Did you quarantine the frog from the pet store before introducing it to the established frog? 
Have you had any fecal checks done on the frog(s)? 

Ed


----------



## mrzoggs

the temp isnt always at 82. just what it was the moment i checked. im using a pet store bought thermometer. the small circle ones that come with the hydrometer. the one died in a 10 gallon tank. the one that lived stayed in the 10 gallon tank for about 5 months maybe more. im not sure of exact dates. he did fine in there. then i bought the big tank. the same day i bought the big tank i set it up and moved him into it and also put the new store bought one in. i did not quarentine. a mistake on my behalf that probably will cause me a lot of money and time trying to correct. she was in there a few weeks and did ok for the first 2. thats when i started to notice the problem. but then she seemed ok for a couple days and i figured it was just me. thats when i decided to do the false bottom and moved them to the 30g containor. the first day they seemed happier in there then they were in the 30gallon tank. im trying to answer the questions i see. let me know if i miss any


----------



## mrzoggs

temperature has always been measured on the right side of my tank. almost all the way at the top. so that might be an issue on the actual temperature in the tank. where do you suggest i place it?

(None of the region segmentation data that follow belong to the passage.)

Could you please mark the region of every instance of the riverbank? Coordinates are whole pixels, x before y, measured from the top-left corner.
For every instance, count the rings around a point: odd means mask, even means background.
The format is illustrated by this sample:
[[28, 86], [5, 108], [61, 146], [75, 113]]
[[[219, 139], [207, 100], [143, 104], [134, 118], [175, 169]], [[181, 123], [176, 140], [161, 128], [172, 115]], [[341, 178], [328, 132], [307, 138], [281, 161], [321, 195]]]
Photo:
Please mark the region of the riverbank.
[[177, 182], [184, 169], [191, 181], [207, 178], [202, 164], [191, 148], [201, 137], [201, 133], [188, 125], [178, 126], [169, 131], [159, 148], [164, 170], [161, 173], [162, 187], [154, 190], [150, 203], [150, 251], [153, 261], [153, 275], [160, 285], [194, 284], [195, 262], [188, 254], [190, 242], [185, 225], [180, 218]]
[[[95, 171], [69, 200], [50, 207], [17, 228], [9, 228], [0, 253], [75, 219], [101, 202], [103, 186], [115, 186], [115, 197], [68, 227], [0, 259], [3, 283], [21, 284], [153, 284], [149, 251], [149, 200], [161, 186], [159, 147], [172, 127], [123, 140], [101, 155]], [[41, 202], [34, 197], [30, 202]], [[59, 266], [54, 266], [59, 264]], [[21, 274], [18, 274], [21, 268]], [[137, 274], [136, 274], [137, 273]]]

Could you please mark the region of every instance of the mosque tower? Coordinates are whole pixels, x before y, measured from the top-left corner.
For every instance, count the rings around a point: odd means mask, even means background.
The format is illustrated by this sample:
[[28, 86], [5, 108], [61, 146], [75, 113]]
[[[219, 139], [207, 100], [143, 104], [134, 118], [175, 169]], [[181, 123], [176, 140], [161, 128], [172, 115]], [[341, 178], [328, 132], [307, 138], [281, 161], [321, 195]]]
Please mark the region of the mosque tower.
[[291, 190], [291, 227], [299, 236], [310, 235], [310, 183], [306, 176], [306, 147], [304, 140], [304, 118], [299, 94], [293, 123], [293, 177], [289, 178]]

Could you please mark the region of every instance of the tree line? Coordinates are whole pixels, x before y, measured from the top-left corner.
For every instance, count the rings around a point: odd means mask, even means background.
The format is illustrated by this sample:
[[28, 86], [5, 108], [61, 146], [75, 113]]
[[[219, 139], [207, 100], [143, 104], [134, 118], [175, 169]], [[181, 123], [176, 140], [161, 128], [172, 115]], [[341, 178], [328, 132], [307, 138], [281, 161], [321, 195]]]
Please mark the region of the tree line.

Edit: and i also deleted the name of the website and the thread from the other website. i apologize for any inconvenience. was not trying to bash the website. just strictly giving as much information as i can.

Edit again: no fecal checks have been done. the closest thing theyve had to a fecal check is me seeing their big poop on the wall or in their water and cleaning it.


----------



## Ed

First off, I'm going to suggest a better thermometer. Many of the one's the pet stores sell are inaccurate and do not survive the humid conditions in the frog's enclosure more than a few days. A indoor-outdoor digital thermometer with a remote probe can be purchased from many of the big box stores like Home Depot, Walmart, Kmart or on line. The thermometer itself stays outside of the tank and the probe is placed where you want to measure the temperature. It gives quick and much more accurate readings (often for less money) and can be disinfected between enclosures. 

You are going to want to measure the temperature in the enclosure at the top, the middle and the bottom of the enclosure. 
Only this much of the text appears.